Dieser Boykott von Casting-Stars ist ohnehin eine sehr halbherzige und aufgesetzte kulturkämpferische Attitüde: Wollten diese ganzen Casting-Boykott-Helden ernsthaft und nicht bloß mit wohlfeiler Symbolik das Zweifels ohne mehr als kritikwürdige System Bohlen treffen, müßten sie sämtliche von Bohlen produzierten Künstler blacklisten. Aber dazu fehlt es diesen Schlappschwänzen eben an Eiern, wenn mir diese österlich inspirierte Metaphorik mal an dieser Stelle gestattet sei. Dann lieber einen jungen Künstler torpedieren, kostet ja nix! Wie wär's mal mit ner Haltung? Hei, das wäre ein Fest, wenn plötzlich Andrea Berg in den Schlagerradios nicht mehr stattfände und sich vor den Radiostationen Szenen des Massenprotestes abspielten wie auf dem Kairoer Tahrirplatz.
Aber nun zu Marco und Sebastian, zwei jungen Künstlern, die es uneingeschränkt verdient haben, um ihrer herausragenden Leistungen willen gewürdigt zu werden.

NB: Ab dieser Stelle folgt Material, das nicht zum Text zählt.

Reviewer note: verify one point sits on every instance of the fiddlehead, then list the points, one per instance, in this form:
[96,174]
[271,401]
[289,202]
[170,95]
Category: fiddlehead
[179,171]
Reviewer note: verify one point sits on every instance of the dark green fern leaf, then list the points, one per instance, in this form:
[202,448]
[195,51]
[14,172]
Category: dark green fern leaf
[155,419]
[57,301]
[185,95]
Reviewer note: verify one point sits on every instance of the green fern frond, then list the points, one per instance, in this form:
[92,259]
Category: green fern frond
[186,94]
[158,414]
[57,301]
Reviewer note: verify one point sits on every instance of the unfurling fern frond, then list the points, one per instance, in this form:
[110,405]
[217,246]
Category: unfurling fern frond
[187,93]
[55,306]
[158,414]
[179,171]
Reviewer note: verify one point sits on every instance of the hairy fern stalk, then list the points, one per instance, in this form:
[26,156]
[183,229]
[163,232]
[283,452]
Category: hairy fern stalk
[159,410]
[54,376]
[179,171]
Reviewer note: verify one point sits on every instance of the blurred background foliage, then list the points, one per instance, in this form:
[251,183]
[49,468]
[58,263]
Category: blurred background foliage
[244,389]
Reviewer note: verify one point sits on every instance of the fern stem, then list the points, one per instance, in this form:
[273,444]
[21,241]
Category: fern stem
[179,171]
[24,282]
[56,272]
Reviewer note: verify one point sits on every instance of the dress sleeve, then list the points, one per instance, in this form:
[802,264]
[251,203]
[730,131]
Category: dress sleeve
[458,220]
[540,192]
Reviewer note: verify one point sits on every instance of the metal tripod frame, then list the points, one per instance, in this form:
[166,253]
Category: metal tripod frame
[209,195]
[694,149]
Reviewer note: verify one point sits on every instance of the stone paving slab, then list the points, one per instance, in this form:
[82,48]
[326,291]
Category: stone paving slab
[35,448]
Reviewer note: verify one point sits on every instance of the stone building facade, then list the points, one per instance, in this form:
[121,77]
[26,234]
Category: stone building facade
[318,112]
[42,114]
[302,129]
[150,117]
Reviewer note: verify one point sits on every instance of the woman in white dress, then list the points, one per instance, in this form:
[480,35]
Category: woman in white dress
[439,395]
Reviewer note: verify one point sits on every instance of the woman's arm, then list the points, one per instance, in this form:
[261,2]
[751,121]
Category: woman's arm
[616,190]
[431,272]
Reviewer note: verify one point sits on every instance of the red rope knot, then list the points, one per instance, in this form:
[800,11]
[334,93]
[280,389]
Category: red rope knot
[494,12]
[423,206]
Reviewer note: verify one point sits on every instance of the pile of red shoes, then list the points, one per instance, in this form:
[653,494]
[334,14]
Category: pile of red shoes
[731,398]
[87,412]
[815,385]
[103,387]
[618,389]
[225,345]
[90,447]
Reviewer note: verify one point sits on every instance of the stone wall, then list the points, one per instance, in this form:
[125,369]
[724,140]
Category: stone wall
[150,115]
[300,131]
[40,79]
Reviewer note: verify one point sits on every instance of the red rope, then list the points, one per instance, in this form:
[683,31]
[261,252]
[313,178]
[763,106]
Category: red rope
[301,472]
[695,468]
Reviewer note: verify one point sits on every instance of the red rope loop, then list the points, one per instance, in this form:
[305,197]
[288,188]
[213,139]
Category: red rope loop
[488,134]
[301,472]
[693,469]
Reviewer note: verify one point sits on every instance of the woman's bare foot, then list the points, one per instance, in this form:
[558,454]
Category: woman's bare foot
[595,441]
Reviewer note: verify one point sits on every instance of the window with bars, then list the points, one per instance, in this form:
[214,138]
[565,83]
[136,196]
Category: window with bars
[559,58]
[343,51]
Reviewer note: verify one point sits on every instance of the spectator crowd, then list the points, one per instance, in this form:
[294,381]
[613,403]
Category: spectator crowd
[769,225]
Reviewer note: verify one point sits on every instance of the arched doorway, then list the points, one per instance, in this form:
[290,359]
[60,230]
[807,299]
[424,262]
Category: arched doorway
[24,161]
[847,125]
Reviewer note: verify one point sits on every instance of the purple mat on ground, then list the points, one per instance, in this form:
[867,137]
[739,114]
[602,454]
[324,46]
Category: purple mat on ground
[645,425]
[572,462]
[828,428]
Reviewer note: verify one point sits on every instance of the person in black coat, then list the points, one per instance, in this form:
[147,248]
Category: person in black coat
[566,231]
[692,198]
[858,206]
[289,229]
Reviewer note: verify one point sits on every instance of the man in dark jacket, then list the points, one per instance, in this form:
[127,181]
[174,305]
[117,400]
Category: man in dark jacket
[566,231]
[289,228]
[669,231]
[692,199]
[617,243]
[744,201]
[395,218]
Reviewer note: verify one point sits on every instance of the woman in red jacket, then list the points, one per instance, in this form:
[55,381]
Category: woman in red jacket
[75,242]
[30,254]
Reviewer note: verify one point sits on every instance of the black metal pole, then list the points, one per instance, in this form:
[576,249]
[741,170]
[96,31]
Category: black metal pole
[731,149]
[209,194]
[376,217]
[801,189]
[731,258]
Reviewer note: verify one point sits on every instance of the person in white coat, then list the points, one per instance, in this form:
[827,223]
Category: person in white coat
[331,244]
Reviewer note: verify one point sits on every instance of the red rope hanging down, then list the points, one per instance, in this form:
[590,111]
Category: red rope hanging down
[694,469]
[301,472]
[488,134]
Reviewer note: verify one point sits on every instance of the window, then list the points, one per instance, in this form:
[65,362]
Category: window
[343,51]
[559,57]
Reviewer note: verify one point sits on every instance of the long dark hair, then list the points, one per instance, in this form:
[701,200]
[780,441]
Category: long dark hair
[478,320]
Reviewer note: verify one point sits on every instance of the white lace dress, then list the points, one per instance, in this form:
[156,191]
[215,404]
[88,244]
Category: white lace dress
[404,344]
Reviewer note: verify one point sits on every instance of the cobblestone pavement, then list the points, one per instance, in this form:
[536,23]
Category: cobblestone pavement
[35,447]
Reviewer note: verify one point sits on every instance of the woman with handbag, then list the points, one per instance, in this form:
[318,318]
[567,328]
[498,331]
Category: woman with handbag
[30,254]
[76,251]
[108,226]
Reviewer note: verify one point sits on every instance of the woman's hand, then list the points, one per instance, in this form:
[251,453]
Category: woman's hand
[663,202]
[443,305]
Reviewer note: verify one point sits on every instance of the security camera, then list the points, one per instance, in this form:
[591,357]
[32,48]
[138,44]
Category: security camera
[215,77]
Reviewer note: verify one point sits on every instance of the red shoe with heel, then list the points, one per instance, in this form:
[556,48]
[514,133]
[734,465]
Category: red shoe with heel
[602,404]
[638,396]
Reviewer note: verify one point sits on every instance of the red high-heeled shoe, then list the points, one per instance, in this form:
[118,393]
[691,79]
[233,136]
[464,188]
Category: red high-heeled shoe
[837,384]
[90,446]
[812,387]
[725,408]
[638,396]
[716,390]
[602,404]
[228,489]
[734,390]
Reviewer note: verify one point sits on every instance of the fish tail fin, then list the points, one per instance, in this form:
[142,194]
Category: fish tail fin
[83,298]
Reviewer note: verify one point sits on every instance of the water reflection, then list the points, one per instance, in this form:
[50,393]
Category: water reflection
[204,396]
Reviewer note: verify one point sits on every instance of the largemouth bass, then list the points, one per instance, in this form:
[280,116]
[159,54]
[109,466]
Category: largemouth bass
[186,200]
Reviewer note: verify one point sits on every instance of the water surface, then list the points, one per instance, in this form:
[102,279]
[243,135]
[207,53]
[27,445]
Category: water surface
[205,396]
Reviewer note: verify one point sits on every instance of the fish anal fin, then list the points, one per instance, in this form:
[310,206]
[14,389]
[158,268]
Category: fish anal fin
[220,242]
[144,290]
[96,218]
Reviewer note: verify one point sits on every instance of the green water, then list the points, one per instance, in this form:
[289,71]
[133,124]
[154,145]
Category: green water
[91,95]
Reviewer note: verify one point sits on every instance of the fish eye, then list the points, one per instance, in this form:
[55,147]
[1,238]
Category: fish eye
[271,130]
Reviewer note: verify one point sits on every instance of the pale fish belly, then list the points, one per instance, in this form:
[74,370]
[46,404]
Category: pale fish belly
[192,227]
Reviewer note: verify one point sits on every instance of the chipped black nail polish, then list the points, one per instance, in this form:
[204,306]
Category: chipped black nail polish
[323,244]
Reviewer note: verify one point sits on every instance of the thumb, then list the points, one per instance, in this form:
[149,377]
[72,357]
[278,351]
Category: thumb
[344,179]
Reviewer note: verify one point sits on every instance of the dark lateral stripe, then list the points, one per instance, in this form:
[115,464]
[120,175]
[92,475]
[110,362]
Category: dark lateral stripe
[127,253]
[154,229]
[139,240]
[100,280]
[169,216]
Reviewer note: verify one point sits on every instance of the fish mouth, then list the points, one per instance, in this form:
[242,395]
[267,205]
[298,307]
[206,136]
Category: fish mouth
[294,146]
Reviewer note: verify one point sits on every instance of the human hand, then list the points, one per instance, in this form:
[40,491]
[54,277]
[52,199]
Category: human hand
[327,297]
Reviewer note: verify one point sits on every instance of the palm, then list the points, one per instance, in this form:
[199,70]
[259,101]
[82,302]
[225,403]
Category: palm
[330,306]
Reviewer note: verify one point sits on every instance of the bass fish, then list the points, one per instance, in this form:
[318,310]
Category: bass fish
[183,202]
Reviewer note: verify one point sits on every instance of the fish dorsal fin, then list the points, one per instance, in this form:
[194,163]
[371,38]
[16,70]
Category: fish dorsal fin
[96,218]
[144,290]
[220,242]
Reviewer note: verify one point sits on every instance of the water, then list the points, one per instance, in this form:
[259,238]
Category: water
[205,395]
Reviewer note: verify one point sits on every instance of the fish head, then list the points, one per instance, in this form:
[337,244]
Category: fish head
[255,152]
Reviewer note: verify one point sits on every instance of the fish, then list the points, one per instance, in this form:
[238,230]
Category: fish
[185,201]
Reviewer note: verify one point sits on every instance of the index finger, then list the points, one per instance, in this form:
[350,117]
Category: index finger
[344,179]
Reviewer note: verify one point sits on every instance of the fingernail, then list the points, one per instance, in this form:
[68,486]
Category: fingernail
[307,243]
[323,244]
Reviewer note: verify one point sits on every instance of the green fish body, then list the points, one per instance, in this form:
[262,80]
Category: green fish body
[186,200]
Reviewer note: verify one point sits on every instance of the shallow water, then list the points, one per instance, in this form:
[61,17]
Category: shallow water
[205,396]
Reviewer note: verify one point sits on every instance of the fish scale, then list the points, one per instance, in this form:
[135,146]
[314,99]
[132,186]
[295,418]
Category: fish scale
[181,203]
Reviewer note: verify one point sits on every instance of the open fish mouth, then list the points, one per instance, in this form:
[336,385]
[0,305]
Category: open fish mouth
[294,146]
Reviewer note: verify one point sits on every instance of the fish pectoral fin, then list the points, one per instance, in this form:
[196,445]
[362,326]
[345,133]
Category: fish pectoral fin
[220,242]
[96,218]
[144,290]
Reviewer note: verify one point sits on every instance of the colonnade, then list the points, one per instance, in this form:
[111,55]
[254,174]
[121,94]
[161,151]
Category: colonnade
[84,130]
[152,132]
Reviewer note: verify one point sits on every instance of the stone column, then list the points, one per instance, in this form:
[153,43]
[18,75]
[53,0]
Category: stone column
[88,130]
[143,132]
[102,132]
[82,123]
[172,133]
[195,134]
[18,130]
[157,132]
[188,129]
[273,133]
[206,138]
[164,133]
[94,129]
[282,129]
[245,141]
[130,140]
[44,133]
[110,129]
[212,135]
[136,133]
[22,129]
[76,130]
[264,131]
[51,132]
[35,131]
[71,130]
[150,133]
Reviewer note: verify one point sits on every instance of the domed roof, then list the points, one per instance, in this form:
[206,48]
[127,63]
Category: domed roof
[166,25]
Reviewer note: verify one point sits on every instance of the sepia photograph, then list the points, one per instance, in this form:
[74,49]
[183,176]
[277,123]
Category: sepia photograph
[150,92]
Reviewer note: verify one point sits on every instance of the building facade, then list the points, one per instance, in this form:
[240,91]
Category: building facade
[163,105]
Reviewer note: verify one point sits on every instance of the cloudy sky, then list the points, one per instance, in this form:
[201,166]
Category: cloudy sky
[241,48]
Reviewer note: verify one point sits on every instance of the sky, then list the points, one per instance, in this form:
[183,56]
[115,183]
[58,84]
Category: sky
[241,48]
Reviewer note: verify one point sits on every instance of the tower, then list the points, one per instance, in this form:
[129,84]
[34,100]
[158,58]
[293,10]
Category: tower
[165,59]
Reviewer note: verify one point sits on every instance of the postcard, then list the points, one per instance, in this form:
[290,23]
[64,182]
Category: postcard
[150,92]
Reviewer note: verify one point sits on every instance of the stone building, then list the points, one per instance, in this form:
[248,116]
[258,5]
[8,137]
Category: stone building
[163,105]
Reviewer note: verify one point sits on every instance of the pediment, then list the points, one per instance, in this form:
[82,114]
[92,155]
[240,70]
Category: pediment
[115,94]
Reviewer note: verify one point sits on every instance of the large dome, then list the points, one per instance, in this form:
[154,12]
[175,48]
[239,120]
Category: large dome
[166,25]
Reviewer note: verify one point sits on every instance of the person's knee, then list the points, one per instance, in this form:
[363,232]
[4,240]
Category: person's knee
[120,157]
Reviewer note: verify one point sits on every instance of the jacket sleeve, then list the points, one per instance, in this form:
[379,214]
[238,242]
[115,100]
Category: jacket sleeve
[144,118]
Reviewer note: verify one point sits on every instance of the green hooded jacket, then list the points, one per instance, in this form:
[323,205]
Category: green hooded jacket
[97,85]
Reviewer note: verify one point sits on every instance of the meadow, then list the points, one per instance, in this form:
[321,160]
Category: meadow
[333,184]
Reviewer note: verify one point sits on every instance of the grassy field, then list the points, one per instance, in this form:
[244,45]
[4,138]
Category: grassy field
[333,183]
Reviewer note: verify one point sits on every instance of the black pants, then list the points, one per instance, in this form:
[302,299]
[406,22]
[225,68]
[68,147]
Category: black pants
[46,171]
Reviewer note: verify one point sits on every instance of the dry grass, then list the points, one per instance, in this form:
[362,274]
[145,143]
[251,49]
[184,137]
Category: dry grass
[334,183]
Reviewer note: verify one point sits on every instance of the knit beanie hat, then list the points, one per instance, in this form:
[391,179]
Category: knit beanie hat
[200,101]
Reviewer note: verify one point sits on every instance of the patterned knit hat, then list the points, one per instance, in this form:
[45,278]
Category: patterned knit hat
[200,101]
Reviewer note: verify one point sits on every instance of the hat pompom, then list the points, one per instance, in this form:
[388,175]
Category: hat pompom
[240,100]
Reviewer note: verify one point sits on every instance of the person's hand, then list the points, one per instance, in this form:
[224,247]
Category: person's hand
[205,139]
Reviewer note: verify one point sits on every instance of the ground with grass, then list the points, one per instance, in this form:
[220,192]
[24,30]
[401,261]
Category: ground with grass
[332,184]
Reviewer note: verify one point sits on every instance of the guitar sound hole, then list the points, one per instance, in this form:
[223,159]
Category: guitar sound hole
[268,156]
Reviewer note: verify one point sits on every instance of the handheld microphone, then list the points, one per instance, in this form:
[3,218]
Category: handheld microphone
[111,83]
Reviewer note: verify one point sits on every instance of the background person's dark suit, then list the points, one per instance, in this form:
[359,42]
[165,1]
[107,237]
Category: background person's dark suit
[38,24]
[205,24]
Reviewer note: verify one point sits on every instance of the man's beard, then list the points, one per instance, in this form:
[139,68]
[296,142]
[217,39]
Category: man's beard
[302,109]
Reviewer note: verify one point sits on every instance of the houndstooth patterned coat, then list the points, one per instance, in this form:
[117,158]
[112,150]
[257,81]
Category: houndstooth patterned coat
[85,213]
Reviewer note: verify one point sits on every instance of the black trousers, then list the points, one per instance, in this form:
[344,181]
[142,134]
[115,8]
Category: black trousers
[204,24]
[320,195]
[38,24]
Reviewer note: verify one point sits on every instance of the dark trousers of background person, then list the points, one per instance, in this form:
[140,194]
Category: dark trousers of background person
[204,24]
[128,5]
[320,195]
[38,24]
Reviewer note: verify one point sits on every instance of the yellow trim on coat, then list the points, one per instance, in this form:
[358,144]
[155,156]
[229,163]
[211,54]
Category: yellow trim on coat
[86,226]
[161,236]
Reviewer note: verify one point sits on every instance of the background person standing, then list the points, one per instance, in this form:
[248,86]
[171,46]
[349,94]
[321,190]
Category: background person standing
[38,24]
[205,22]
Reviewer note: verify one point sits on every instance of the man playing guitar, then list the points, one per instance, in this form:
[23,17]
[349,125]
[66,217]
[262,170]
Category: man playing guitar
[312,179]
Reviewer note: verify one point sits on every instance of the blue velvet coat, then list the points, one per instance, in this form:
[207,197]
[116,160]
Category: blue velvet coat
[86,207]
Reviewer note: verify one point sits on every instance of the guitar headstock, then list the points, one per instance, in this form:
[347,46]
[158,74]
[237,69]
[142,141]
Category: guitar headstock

Die die mit Abstand besten Auftritte nicht nur dieser Staffel sondern der letzten drei Jahre abgeliefert haben. Hier noch einmal die stärksten Momente der diesjährigen Casting-Saison, die auf Wurthis und Angelinis Konto gingen:
8 comments:
Geiler, geiler, supermegasympathischgeiler Kommentar! Ich unterschreine jedes Wort und ich küsse Dich! Bussi, Britta!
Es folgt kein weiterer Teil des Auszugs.